Cory, just so you know, to honor your parents, I am wearing the same suit today that I wore to their wedding. I guess that was about half a century ago. Your father and I were both children of parents who had just lived through the Great Depression of the 1930's, and we learned a thing or two about being frugal, and making things last long--like our friendship. Did he ever tell you about the time we walked the 10 miles to Times Square from the Bronx to save the 5-cent subway fare to share a bag of popcorn? Well, I will never forget that day. We shared many adventures like that throughout the years.
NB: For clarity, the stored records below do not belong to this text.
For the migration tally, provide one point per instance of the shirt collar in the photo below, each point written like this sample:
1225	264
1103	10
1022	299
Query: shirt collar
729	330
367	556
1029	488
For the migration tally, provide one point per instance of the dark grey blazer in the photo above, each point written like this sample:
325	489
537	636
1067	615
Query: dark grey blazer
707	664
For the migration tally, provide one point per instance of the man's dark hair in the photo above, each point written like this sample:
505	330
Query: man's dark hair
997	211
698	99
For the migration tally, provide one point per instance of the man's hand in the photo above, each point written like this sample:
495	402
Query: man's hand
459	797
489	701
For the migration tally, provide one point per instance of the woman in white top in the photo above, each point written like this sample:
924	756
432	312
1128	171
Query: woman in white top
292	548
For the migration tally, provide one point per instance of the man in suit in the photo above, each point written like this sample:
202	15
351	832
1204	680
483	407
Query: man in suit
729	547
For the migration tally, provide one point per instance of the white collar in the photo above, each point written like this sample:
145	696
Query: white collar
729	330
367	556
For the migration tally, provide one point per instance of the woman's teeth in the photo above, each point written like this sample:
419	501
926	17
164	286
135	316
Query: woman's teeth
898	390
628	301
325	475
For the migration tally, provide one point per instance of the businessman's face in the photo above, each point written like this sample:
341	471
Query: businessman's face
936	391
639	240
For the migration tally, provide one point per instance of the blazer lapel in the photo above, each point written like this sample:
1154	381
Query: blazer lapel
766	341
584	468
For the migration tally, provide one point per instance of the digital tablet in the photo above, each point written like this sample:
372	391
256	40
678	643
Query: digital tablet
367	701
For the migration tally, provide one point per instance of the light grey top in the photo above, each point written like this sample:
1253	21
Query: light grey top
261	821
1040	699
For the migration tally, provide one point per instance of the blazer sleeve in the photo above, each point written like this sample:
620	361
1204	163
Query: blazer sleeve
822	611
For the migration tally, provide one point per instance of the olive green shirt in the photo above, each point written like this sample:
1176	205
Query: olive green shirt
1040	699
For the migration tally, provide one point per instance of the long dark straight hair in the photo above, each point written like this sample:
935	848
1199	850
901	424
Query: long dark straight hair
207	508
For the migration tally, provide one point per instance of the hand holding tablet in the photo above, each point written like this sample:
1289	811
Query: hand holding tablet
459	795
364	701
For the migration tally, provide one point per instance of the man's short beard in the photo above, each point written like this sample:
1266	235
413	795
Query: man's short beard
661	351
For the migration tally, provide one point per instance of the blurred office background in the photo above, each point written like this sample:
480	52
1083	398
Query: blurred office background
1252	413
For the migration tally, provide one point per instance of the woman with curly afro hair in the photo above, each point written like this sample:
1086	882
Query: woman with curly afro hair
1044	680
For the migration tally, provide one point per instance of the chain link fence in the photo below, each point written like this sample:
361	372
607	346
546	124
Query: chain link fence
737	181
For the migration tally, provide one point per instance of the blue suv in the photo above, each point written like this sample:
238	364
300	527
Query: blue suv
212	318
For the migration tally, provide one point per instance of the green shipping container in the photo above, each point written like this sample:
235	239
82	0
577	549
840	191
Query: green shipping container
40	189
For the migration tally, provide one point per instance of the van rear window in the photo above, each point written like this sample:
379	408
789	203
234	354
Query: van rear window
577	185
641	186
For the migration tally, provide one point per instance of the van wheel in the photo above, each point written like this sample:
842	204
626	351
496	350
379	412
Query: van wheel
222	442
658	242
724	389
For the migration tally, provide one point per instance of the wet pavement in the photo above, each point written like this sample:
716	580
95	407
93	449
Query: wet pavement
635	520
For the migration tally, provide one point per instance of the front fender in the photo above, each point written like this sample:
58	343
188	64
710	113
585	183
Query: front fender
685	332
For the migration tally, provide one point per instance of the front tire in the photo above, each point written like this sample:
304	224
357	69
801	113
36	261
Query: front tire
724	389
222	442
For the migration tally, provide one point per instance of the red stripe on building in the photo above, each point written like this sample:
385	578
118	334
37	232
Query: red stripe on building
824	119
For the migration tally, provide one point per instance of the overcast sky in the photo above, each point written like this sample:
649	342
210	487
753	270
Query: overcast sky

Most of you already know me as Butch's oldest BFF, or Best Friend Forever. I am honored by his wife, Maxine, to have been asked to say a few words--something celebratory about the living person, Irwin Alexander Harris, my friend, Butch, who all of us have known, and loved, and now have lost, and will sorely miss.
To put our long and meaningful friendship in context, both his wife, Maxine, and my sister, Linda, were not even born yet when Butch and I became fast friends. As Butch and I, Maxine and my sister, Linda were born less than one week apart.
Butch and I began our journey through life together on our first day of school in September of 1948, at P.S. 67, in the Bronx. I was assigned a desk directly behind him by Mrs. Galuskin, our first teacher, because we were, all of us little boys and girls seated alphabetically. After Harris, Irwin sat Keeperman, Ronald. We kept those seating arrangements for the next 6 years. I sat directly behind him, appropriately, I suppose, because I would remain behind him forevermore.
Seated there in front of me, Butch was an easy target for the mischievous rascal that I was. I was forever armed with a carefully aimed spitball, or paper airplane, and as we grew older, and I more brazen--a pea-shooter. Butch was a good sport and took my incessant horseplay and hounding stoically. Of course, it made me love him all the more to see how he would do nothing, no matter how much I tested him, to abort our friendship. He forgave me everything. He always had a secret, quick smile and a light in his eyes that seemed to say, "I know that you're an incorrigible little putz, but I forgive you, pal."
He was unique in that regard. I can truthfully say that in all the years, throughout all the decades, since we had first met, he never argued with me, he never fought with me, he never spoke so much as a harsh word to me. Never. Our relationship, you might say, was more than unique--it was uncanny.
I swear to you, that as different as our nature's were, or at least, appeared to be, he never took me to task, he never felt compelled to criticize me. Perhaps, there is much we can learn from his example. He certainly knew how to keep an enduring friendship.
I have an hypothesis, and explanation, of his behavior. As crazy as it may sound, I think of Butch Harris as a kind of rabbi, a teacher that I was destined to meet. You see, I believe that the deep bond that Butch and I developed over the years was one rooted not just in our lives, but in the everlasting, as well.
I knew Butch, it seems like forever. I knew his mother, Helen, his father, Herbert, his older sister, Sandy, and when he was born, his brother, Alan. Butch like me, was a middle child. One by one, over the years, I remember each of them passing away, and yet, with each passing, Butch never changed his demeanor, at least not so you could notice.
He kept up his friendly, outgoing, caring, non-aggressive, jovial self. He appeared unchanged, despite the tragedies of the loss of his loved ones. He married Marsha, Cory's mom. She too, was taken. Heroically, Butch still kept his composure. Throughout all this time I stood by, observing him, empathizing with him, as a close friend must, in complete puzzlement and amazement.
Up to that point in my life I had lost nobody. I couldn't imagine how he was getting through all of this grief, managing all of this pain without ever showing it to the world, or at least, to me. How was he doing it? Why was he doing it? I knew him to be a compassionate guy, I certainly felt his pain. I had been feeling his pain for years and years.
And then, when I reached middle-age, I began to lose my family members to death. My wife, of 28 years, at 50 passed first, followed by my father, then my brother, my mother, and my middle son, Ben, who was just 49. And now, Butch himself has departed.
Finally, however, I realize the gift that Butch had given to me. The biggest gift that a friend can give, the gift of eternal, unconditional, unselfish love. For I know now, as I am speaking to you, that Butch did indeed suffer grievously from the loss of his family, but he suffered in silence, so that upon his passing we too, shall have learned not to suffer our loss grievously, but rather, to go on living, to continue caring for one another, appreciating what we have, and what he has given to us: the strength we'll need to face the shadow of death squarely and fearlessly, as he always had.
I have been lucky to know him and to have him in my heart longer than anyone.
Such mazel! What did I do to deserve him?
I have no idea, but I can't wait until I take a seat behind him again, to have him school me once more.